Comment by westurner
There are processes and business processes around knowledge graphs like there are for any other dataset.
OTOH; ETL, Data Validation, Publishing and Hosting of dataset and/or servicing arbitrary queries and/or cost-estimable parametric [windowed] reports, Recall and retraction traceability
DVC.org and the UC BIDS Computational Inference notebook book probably have a better enumeration of processes for data quality in data science.
...
With RDF - though it's a question of database approach and not data representation -
Should an application create a named graph per database transaction changeset or should all of that data provenance metadata be relegated to a database journal that can't be read from or written to by the app?
How much transaction authentication metadata should an app be trusted to write?
A typical SQL webapp has one database user which can read or write to any column of any table.
Blockchains and e.g. Accumulo require each user to "connect to" the database with a unique key.
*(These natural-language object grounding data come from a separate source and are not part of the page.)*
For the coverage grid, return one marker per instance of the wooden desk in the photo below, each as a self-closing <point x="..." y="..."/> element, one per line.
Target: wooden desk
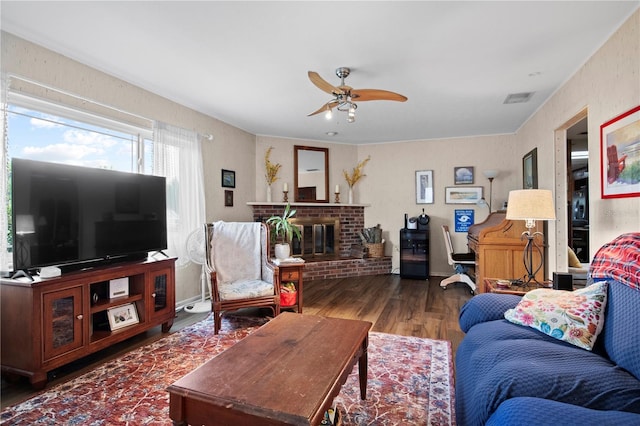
<point x="287" y="372"/>
<point x="491" y="286"/>
<point x="499" y="247"/>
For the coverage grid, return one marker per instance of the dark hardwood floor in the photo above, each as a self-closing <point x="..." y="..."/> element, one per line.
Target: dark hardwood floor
<point x="394" y="305"/>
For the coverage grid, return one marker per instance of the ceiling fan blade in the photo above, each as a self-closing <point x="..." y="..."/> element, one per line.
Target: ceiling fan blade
<point x="376" y="95"/>
<point x="323" y="108"/>
<point x="322" y="84"/>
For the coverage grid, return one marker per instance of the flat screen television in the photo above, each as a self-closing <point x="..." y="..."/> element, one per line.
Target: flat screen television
<point x="71" y="216"/>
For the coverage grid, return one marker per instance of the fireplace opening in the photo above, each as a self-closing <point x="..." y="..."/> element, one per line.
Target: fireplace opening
<point x="319" y="237"/>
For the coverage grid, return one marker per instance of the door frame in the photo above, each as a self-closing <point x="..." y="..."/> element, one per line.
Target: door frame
<point x="561" y="188"/>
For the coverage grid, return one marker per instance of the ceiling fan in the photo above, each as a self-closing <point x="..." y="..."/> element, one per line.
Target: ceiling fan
<point x="345" y="96"/>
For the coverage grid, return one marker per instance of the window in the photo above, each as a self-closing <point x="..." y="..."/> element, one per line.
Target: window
<point x="37" y="135"/>
<point x="40" y="130"/>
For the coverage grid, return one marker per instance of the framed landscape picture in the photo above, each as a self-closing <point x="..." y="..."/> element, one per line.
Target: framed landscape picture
<point x="228" y="178"/>
<point x="462" y="195"/>
<point x="122" y="316"/>
<point x="620" y="156"/>
<point x="463" y="175"/>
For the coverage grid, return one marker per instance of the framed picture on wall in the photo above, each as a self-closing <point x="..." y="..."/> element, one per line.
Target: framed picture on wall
<point x="462" y="194"/>
<point x="619" y="157"/>
<point x="228" y="178"/>
<point x="228" y="198"/>
<point x="424" y="187"/>
<point x="463" y="175"/>
<point x="530" y="170"/>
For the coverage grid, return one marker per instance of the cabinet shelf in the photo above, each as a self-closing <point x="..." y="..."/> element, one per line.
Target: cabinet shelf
<point x="65" y="326"/>
<point x="104" y="304"/>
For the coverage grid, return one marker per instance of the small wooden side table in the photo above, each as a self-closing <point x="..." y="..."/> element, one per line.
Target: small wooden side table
<point x="491" y="285"/>
<point x="292" y="272"/>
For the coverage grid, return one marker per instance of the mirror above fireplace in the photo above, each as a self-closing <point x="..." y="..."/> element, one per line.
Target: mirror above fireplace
<point x="311" y="177"/>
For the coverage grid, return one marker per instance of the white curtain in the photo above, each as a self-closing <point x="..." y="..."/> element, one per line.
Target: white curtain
<point x="5" y="258"/>
<point x="178" y="157"/>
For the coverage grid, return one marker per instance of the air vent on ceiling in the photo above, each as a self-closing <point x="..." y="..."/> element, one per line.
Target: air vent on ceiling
<point x="518" y="98"/>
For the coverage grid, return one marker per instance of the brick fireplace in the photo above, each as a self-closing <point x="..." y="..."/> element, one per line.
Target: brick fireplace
<point x="350" y="220"/>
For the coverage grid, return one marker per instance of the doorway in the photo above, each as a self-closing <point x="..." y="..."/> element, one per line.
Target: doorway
<point x="576" y="129"/>
<point x="578" y="189"/>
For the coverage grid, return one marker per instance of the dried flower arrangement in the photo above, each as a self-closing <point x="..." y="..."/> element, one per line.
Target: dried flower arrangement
<point x="272" y="169"/>
<point x="356" y="174"/>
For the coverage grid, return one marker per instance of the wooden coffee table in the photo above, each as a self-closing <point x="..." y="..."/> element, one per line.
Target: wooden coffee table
<point x="285" y="373"/>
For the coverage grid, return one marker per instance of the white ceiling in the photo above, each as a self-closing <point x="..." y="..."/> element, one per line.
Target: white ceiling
<point x="246" y="63"/>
It is far harder for users to impersonate other users in database systems that require a cryptographic key per user than it is to just write in a different username and date using the one db cred granted to all application instances.
W3C DIDs are cryptographic keys (as RDF with schema) that can be generated by users locally or generated centrally; similar to e.g. Bitcoin account address double hashes.
Users can cryptographically sign JSON-LD, YAML-LD, RDFa, and any other RDF format with W3C DIDs; in order to assure data integrity.
How do data integrity and data provenance affect the costs, utility, and risks of knowledge graphs?
Compared to GPG signing git commits to markdown+YAML-LD flat files in a git repo, and paying e.g gh to enforce codeowner permissions on files and directories in the repo by preventing unsigned and unauthorized commits, what are the risks of trusting all of the data from all of the users that could ever write to a knowledge graph?
Which initial graph schema support inference and reasoning; graph rewriting?